I couldn’t quite make out who it was through the rain-drenched window, but someone was talking to mum. A man, I thought, noting the deep, disparate tone that reverberated through the thin walls of the conservatory. Though I was surprised and, being worn down by the long, monotonous summer, strangely intrigued by this, I remained lying in the leather sofa, hunkered down as if drowning in its vast mass. It was cold, and I shuddered slightly as the voices crept closer to the window. Tiny splits of light fell on my arms, warming them slightly before what I assumed to be the huge, absurd body of the man came and blotted it all out.
The exaggerative figures blurred into view. Dark, monotonous clouds. Mum’s face became distorted and absent like a damaged statue, and the voices continued, the mouths stalled in time through the illusory frame of patterned glass.
The nights began to get colder – those abstract summer nights where all sounds are flushed out, the skeletal branches of trees and the rustling leaves stagnate; everything that does move gains an odd sense of intensity jarring against the general weightlessness of it all.
I learned that the man’s name was Brad. I can’t remember how, but it comes forcefully into my mind like a body floating to the surface of a pool. One day he must have, seeing my moping, aimless face slanted out on the old, rose-embroidered cushions, wandered over and introduced himself. Surely I looked so exaggeratively depressed that my illness looked like an imitation, impossible to take pity on or even to notice other than as an affectation. Not that Brad should have felt sorry for me. It was another kind of ignorance, however, to try to warm himself to me when I was so clearly more of an obstacle than anything else.
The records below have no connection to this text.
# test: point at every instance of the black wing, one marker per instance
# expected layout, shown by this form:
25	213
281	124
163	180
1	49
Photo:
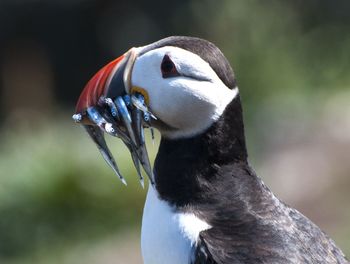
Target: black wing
201	254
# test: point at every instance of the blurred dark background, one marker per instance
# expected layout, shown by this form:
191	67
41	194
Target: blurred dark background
59	203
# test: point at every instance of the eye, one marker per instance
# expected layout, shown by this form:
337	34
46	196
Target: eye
168	68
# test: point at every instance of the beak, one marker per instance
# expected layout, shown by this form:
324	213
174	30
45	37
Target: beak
109	104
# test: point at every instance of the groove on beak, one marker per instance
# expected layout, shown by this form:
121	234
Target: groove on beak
109	104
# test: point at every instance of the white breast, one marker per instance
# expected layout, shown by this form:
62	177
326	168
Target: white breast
167	236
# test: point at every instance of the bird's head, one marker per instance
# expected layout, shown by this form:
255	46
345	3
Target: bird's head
180	85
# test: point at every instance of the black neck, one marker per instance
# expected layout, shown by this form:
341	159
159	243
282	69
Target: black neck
186	169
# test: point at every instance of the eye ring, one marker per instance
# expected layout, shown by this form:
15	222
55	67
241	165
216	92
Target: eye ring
168	67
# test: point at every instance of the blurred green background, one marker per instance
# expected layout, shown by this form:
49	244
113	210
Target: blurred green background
60	203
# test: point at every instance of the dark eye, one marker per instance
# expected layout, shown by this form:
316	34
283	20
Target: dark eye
168	68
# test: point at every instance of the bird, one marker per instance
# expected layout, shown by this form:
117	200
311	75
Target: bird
205	204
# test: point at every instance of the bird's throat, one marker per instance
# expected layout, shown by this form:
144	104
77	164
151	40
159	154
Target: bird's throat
186	168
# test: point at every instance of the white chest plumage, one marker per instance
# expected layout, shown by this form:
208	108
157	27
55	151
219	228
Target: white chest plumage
167	236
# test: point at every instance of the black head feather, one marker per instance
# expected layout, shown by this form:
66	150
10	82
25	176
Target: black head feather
203	48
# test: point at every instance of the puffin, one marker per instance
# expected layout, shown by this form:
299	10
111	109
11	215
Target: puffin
205	204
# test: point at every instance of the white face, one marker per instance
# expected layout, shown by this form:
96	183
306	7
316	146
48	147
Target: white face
189	102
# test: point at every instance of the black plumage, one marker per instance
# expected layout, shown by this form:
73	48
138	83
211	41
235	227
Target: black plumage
209	175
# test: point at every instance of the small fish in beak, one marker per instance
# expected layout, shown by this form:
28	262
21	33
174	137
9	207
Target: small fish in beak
108	104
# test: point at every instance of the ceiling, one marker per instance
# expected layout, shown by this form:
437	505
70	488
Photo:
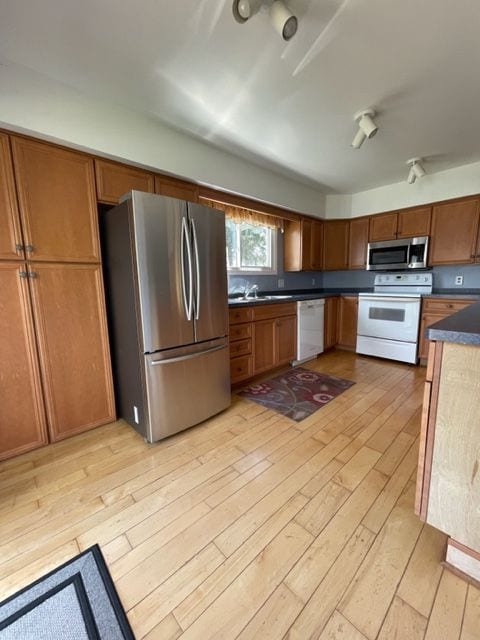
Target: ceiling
285	106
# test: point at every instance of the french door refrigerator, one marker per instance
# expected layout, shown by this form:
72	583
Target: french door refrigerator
166	284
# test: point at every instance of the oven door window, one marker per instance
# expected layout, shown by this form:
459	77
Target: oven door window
388	255
390	315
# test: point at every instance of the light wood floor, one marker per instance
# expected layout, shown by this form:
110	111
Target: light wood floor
251	525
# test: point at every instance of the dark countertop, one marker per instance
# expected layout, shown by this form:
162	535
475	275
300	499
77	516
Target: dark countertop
296	296
309	294
462	327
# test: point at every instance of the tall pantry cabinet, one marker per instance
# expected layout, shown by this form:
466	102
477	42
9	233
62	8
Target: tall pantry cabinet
55	376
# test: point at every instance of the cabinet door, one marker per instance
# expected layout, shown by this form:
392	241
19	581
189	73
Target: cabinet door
316	247
347	321
10	233
263	345
335	244
286	339
306	245
176	188
357	247
454	232
414	222
330	323
383	226
22	414
73	343
114	180
56	191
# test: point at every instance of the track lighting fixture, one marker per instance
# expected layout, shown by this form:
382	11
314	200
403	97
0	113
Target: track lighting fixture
366	127
416	170
283	21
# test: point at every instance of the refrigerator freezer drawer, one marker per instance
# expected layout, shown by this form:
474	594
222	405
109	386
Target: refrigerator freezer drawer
185	387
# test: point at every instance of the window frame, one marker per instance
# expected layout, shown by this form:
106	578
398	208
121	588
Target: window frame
252	271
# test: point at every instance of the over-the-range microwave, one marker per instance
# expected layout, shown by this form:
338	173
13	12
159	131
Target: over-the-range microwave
406	253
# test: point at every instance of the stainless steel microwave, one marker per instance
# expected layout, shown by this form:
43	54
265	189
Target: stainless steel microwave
406	253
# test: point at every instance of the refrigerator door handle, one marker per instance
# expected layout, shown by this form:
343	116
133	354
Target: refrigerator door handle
185	241
189	357
197	270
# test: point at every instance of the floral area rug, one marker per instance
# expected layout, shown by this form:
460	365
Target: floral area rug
298	393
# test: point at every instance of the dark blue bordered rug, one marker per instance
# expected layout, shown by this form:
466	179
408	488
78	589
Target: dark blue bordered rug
76	601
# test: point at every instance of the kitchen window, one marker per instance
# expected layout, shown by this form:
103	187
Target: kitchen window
251	248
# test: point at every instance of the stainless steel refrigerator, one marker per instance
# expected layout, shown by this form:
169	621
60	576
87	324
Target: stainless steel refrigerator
166	285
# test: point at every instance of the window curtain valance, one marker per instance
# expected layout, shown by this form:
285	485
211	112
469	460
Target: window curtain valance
239	214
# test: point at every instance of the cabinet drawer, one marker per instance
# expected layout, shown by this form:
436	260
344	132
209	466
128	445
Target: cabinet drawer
240	348
265	311
240	315
445	304
241	368
240	331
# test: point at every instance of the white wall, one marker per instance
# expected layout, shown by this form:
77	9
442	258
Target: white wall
33	103
452	183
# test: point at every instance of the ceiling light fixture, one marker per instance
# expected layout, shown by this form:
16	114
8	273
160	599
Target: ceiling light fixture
366	127
283	21
416	170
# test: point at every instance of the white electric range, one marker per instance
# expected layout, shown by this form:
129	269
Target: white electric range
389	318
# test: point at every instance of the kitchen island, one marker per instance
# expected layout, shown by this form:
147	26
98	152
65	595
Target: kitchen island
448	481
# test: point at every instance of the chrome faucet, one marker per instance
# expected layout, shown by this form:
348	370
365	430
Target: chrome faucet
249	289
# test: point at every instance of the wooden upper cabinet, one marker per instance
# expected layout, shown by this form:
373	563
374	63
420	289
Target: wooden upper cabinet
335	244
73	346
414	222
383	226
114	180
347	321
454	232
176	188
56	191
22	415
358	243
316	246
303	242
10	233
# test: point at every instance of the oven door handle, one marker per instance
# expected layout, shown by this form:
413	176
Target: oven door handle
379	298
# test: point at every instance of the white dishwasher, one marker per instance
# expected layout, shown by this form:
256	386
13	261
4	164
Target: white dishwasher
309	329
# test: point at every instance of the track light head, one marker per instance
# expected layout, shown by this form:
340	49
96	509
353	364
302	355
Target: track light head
416	170
366	127
283	20
243	10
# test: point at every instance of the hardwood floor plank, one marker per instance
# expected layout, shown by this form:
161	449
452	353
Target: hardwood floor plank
339	628
328	594
233	609
368	599
403	622
420	581
447	614
471	618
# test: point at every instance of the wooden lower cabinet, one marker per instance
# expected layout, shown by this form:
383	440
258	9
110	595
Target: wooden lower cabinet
330	323
347	321
69	312
262	337
22	415
434	310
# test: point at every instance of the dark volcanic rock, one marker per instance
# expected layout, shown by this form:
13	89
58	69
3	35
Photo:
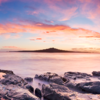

Brad was not a bad person. He was the first unambiguous source of affection forced upon my mother by a set of bewildered relatives frightened of how deeply grief could manifest itself. They just wanted her back, and I couldn’t begrudge them that. I wanted it too.
I got lost in reading long novels, things that I felt I had an obligation to get through. I sat in the conservatory for a few hours each morning, and then retreated to my room for the rest of the day. I had a huge tub of sweets leftover from my birthday earlier in the year, and I often sat for hours gnawing on the ends of lollipop sticks, becoming increasingly disgusted by their fractured texture in my mouth, occasionally sucking warm, viscous saliva up or else spewing it on my unwashed fingers.
I felt as if I was ageing rapidly; every time I tried to find something to occupy myself with, my anxiety increased to the point where I felt inept and powerless. I began to hate the man downstairs. His blatant, joyous exclamations as he barged through the house slamming the doors irked me more than I could articulate, more than I could truly account for.
I talked to mum less and less often until her spectral, noiseless presence receded even further. It was as if she didn’t exist. She came into my room as I was staring at the ceiling, gently caressing the legs of my wooden desk from my incongruous, laughable position on the floor. I slowly tapped my index finger against it, smoother than a drop of rain. She looked terrified, but in a repressed way, like a character in a movie just before letting out an excessive scream.
‘Hi,’ I said.
She didn’t move; her hand clung to the doorframe.
‘Hi mum.’
It seemed an unusually long time before she answered. I was certain that the more I said, the more stunted she would be, so I lay still, amusedly watching the quivering of her lip below the eyes that had been emptied of life.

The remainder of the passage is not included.